La grande salle de justice, richement éclairée, affichait complet. On avait refusé des entrées. Dehors, la clameur de la foule massée sur la place se faisait entendre par vagues, entrecoupée des cris des marchands de pain et de vin chaud. Les murmures portaient autant de colère que d’interrogations.

L’estrade était occupée par Gérard d’Eguisheim, le prévôt, le capitaine du guet, et le juge Théo de Ribeaupierre. Le prélat d’Eguisheim se tenait à côté du Comte. Gérard ne pouvait présider cette séance pourtant de sa prérogative. Mais le fait que son fils soit impliqué l’avait obligé à faire venir un juge de Strasbourg. Il avait l’impression de revivre cette scène pour la deuxième fois. Comment aurait-il pu se douter que, seulement quelques mois plus tard, ce serait son fils à la place de cette pauvre femme jugée pour sorcellerie. Héloïse occupait une position en retrait dans la salle. Sur le côté, encadrés par des gardes, Renaud et Aubert, fers aux pieds, se tenaient debout, livides. Le juge leva la main pour calmer le brouhaha.
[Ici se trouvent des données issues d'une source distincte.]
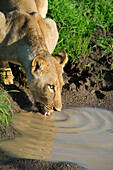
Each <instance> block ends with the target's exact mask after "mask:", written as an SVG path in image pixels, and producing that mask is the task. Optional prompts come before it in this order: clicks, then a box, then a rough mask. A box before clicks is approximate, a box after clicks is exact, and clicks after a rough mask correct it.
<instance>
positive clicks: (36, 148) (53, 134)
mask: <svg viewBox="0 0 113 170" xmlns="http://www.w3.org/2000/svg"><path fill="white" fill-rule="evenodd" d="M45 118H46V117H44V116H42V115H41V114H38V113H37V114H36V113H32V112H29V113H27V112H23V113H21V114H20V115H16V116H15V117H14V121H13V122H12V123H13V127H14V128H15V129H16V131H18V132H19V134H20V135H19V136H18V137H16V138H15V139H13V140H8V141H6V142H5V143H4V144H3V150H5V151H7V152H8V154H9V155H11V156H15V157H20V158H29V159H30V158H32V159H33V158H44V159H50V153H51V151H52V144H53V140H54V135H55V123H54V122H52V121H48V120H47V119H48V118H46V120H45Z"/></svg>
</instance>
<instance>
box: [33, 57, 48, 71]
mask: <svg viewBox="0 0 113 170" xmlns="http://www.w3.org/2000/svg"><path fill="white" fill-rule="evenodd" d="M47 65H48V61H47V59H46V58H44V57H42V56H36V57H35V58H34V59H33V61H32V68H31V71H32V73H34V72H36V71H42V72H43V71H44V70H45V68H46V67H47Z"/></svg>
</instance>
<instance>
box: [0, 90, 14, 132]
mask: <svg viewBox="0 0 113 170" xmlns="http://www.w3.org/2000/svg"><path fill="white" fill-rule="evenodd" d="M2 91H3V89H2V88H0V129H1V135H2V133H3V126H4V124H5V123H6V127H7V131H8V127H9V119H13V115H14V110H15V109H14V108H13V109H12V107H11V103H10V100H9V99H8V98H7V97H6V95H5V94H6V93H7V91H5V92H2ZM12 91H13V92H15V91H14V90H12ZM12 91H10V92H12ZM16 92H17V91H16Z"/></svg>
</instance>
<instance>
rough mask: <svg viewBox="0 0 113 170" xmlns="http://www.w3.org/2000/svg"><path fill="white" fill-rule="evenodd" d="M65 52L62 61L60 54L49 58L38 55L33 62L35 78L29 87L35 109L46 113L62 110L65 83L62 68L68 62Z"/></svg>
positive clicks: (35, 57) (32, 67) (32, 64)
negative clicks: (33, 103)
mask: <svg viewBox="0 0 113 170" xmlns="http://www.w3.org/2000/svg"><path fill="white" fill-rule="evenodd" d="M63 53H64V52H63ZM64 54H65V58H64V59H63V60H62V61H61V60H60V59H59V57H61V55H59V56H56V57H48V58H47V59H45V58H44V57H41V56H37V57H35V59H34V60H33V62H32V75H33V80H32V81H31V82H30V84H29V87H30V89H31V92H32V94H33V97H34V106H35V109H37V110H38V111H39V112H41V113H42V114H44V115H46V114H47V115H48V114H50V112H52V111H54V110H56V111H60V110H61V108H62V102H61V92H62V86H63V85H64V81H63V78H62V70H63V69H62V68H63V66H64V64H65V63H66V62H67V55H66V53H64ZM58 59H59V60H58ZM64 60H65V62H64ZM59 62H60V63H59Z"/></svg>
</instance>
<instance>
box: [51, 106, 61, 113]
mask: <svg viewBox="0 0 113 170" xmlns="http://www.w3.org/2000/svg"><path fill="white" fill-rule="evenodd" d="M53 110H54V111H58V112H60V111H61V109H60V108H56V107H53Z"/></svg>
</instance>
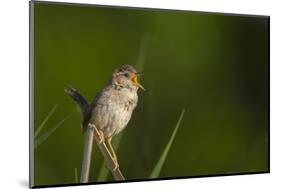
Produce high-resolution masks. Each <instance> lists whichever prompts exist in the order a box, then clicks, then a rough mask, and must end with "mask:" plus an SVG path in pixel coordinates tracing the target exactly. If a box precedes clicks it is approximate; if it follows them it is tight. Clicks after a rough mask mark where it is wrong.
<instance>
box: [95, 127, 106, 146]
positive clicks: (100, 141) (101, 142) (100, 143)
mask: <svg viewBox="0 0 281 189" xmlns="http://www.w3.org/2000/svg"><path fill="white" fill-rule="evenodd" d="M97 131H98V132H97V134H98V135H99V141H98V143H99V144H101V143H103V142H104V134H103V132H102V131H101V130H98V129H97Z"/></svg>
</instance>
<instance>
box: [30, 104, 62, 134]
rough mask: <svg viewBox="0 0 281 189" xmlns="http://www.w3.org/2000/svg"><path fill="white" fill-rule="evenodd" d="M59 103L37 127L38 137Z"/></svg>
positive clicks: (52, 109) (36, 130)
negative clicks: (41, 122) (37, 126)
mask: <svg viewBox="0 0 281 189" xmlns="http://www.w3.org/2000/svg"><path fill="white" fill-rule="evenodd" d="M57 107H58V105H57V104H56V105H55V106H54V107H53V108H52V109H51V111H50V112H49V113H48V115H47V116H46V117H45V119H44V120H43V121H42V123H41V124H40V125H39V127H38V128H37V129H36V131H35V134H34V137H35V138H36V137H37V136H38V135H39V133H40V131H41V130H42V128H43V127H44V125H45V124H46V123H47V121H48V120H49V118H50V117H51V115H52V114H53V113H54V112H55V110H56V109H57Z"/></svg>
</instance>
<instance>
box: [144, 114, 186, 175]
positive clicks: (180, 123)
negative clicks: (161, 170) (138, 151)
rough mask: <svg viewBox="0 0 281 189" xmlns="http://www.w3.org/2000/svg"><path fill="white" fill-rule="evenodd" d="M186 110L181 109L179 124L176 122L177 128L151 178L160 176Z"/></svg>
mask: <svg viewBox="0 0 281 189" xmlns="http://www.w3.org/2000/svg"><path fill="white" fill-rule="evenodd" d="M184 112H185V110H184V109H183V110H182V111H181V114H180V117H179V119H178V122H177V124H176V127H175V129H174V131H173V134H172V136H171V138H170V140H169V142H168V144H167V145H166V147H165V149H164V151H163V153H162V155H161V157H160V159H159V160H158V162H157V164H156V166H155V167H154V169H153V170H152V172H151V174H150V176H149V178H158V177H159V175H160V172H161V170H162V167H163V165H164V162H165V160H166V157H167V155H168V153H169V150H170V148H171V146H172V143H173V141H174V139H175V136H176V134H177V131H178V128H179V125H180V124H181V121H182V118H183V115H184Z"/></svg>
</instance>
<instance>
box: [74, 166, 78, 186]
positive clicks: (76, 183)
mask: <svg viewBox="0 0 281 189" xmlns="http://www.w3.org/2000/svg"><path fill="white" fill-rule="evenodd" d="M74 175H75V183H76V184H78V171H77V168H76V167H75V169H74Z"/></svg>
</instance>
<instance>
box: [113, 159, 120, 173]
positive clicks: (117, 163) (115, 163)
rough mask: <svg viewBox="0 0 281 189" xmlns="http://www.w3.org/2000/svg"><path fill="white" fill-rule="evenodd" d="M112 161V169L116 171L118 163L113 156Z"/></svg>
mask: <svg viewBox="0 0 281 189" xmlns="http://www.w3.org/2000/svg"><path fill="white" fill-rule="evenodd" d="M113 162H114V169H113V170H114V171H116V170H117V169H118V168H119V164H118V161H117V158H116V157H115V158H113Z"/></svg>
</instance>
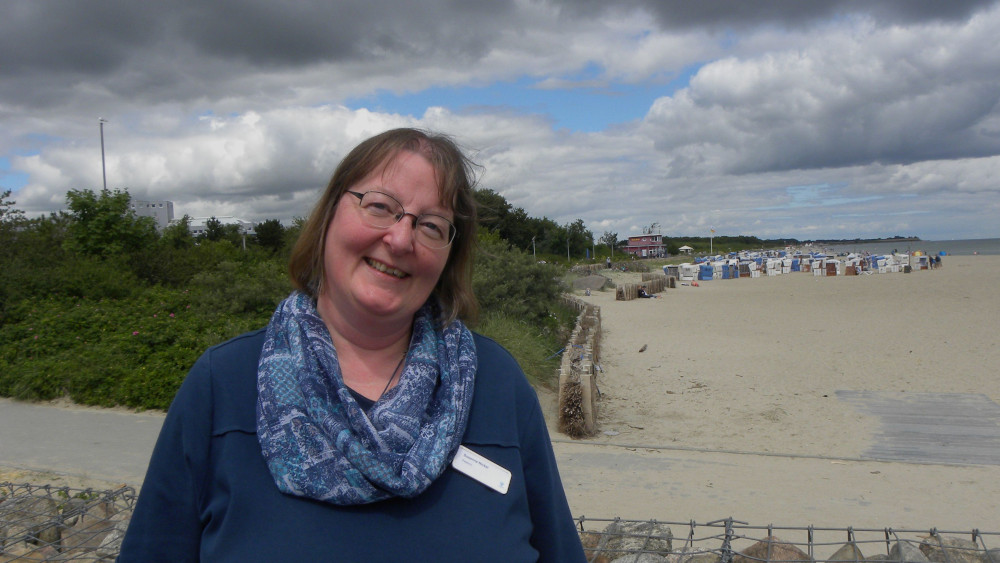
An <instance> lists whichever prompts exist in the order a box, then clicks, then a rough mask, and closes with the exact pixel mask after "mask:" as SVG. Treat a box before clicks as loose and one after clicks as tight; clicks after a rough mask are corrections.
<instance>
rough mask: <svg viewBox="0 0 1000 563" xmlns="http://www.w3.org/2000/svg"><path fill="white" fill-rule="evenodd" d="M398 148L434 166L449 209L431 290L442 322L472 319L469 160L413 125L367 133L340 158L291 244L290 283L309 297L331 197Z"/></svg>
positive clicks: (472, 184) (346, 186)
— En cette année, mille trois cent vingt-trois, treize du mois de juillet, s’ouvre la session de justice spéciale. Par devant nous, comparaissent Renaud d’Eguisheim, fils de Gérard d’Eguisheim et de Héloïse d’Eguisheim et de Dabo et Aubert Mayeur, fils de Gilles Mayeur et d’Hélène Mayeur. Reconnaissez-vous les deux prévenus ?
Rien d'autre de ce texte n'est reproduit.